Put this acquisition together with recent news that Kinder Morgan is preparing to file an application to add 590,000 barrels a day of transportation on its Trans Mountain system from Alberta's oil sands to the British Columbia coast, and what do you have? A new source of crude to replace the dwindling supply of Alaska North Slope crude that now feeds California refineries.
Transporting crude oil or refined products is more expensive than pipeline transportation but less expensive than railroad tank cars. Pipeline transportation costs around $4 a barrel, while rail transport could cost $10 to $12 a barrel. Coastal tanker ship costs run around $5 to $6 a barrel. Surprisingly perhaps, it costs just $2 a barrel to transport a barrel of crude from the Gulf Coast to a Canadian refinery because the oil can travel on foreign-flagged ships that were built elsewhere for a much lower price.

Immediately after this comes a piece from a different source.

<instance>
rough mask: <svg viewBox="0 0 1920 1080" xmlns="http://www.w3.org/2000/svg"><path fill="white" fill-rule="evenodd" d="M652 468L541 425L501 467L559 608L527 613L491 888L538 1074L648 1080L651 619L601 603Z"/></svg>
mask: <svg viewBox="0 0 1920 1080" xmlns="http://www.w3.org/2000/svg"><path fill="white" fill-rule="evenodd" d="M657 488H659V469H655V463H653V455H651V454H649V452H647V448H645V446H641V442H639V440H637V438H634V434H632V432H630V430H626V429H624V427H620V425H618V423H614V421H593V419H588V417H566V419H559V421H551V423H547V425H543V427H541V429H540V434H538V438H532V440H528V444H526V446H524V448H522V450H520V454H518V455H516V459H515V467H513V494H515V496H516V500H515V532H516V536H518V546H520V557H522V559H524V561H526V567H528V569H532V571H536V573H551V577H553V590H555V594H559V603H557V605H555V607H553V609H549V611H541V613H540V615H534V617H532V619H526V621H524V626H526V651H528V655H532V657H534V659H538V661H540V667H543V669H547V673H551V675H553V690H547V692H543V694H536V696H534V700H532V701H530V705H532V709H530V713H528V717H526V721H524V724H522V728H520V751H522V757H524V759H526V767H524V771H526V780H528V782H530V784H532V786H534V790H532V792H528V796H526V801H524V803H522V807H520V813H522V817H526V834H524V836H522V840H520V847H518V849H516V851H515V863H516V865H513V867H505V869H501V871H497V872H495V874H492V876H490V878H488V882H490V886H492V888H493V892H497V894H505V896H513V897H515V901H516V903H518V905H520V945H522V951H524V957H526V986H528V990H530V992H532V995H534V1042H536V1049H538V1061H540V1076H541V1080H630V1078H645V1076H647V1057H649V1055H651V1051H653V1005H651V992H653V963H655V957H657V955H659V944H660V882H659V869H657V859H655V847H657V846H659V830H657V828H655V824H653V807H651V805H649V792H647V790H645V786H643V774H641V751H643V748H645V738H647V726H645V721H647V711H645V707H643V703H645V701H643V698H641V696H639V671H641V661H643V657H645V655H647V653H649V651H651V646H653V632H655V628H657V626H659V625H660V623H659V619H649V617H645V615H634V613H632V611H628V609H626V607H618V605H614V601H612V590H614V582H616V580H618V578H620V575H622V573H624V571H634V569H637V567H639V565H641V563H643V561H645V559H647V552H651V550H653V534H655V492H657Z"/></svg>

Of the five ships that Kinder Morgan acquired Monday, one transports refined products from the Gulf Coast to Florida, another transports refined products from Washington state to northern California and a third transports from Gulf Coast crude oil terminals to refineries on the Gulf and mid-Atlantic Coasts. Of the crude transports, one operates under a time charter with a division of BP PLC (BP), one is chartered to a division of Royal Dutch Shell PLC (RDS-A) and the third is under charter to an affiliate of Chevron Corp. (CVX). The company's two other tankers are listed as "in service with MSC, the U.S. Navy’s Military Sealift Command," and operate worldwide.

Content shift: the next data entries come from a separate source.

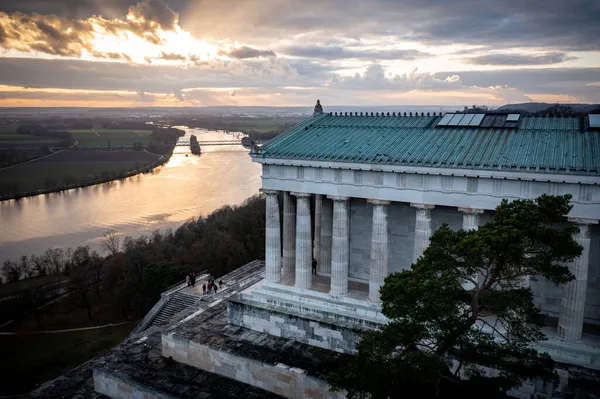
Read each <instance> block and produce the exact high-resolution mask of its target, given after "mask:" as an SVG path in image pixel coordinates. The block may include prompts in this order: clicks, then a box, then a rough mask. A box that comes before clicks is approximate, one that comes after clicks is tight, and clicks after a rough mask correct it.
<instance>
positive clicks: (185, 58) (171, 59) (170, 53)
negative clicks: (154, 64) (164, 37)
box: [159, 51, 187, 61]
mask: <svg viewBox="0 0 600 399" xmlns="http://www.w3.org/2000/svg"><path fill="white" fill-rule="evenodd" d="M159 58H160V59H163V60H167V61H186V60H187V58H186V57H185V56H184V55H181V54H177V53H165V52H164V51H162V52H161V53H160V57H159Z"/></svg>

Kinder Morgan must be pretty sure that it will get Canadian government approval for its proposed increase on the Trans Mountain pipeline. A competing proposal from Enbridge Inc. (ENB) to build a new pipeline -- the Northern Gateway -- was approved by the government last week. The Enbridge pipeline has generated a lot of opposition from Canadian environmental groups and Canada's First Nations and faces an uphill slog from its opponents.
The Trans Mountain expansion proposed by Kinder Morgan would follow the route of the existing pipeline for virtually all its nearly 620-mile run and would include new storage tanks and new berths at a coastal terminal to accommodate ships more than twice as large as the coastal tankers. Opposition to the expansion will be more difficult to mount because the Trans Mountain has been in service for 60 years, even though Kinder Morgan has owned the system only since 2005. The stiffest opposition is likely to be related to the terminal expansion in Burrard Inlet near Burnaby, B.C., where a 1,250 barrel spill occurred in 2007 after a construction crew hit an unmarked pipe
Kinder Morgan is taking something of a risk with this purchase. The Jones Act could be rescinded, but that seems unlikely given the state of the economy. Political support for eliminating the Jones Act would be vaporously thin. Another risk is that more pipelines will be built from the Bakken shale and other fields to refinery locations. That is possible, but given that pipelines have gotten a bad reputation in the past few years, building new ones will not be easy. The nearly $1 billion Kinder Morgan paid for the tankers is going to look cheap a few years down the road.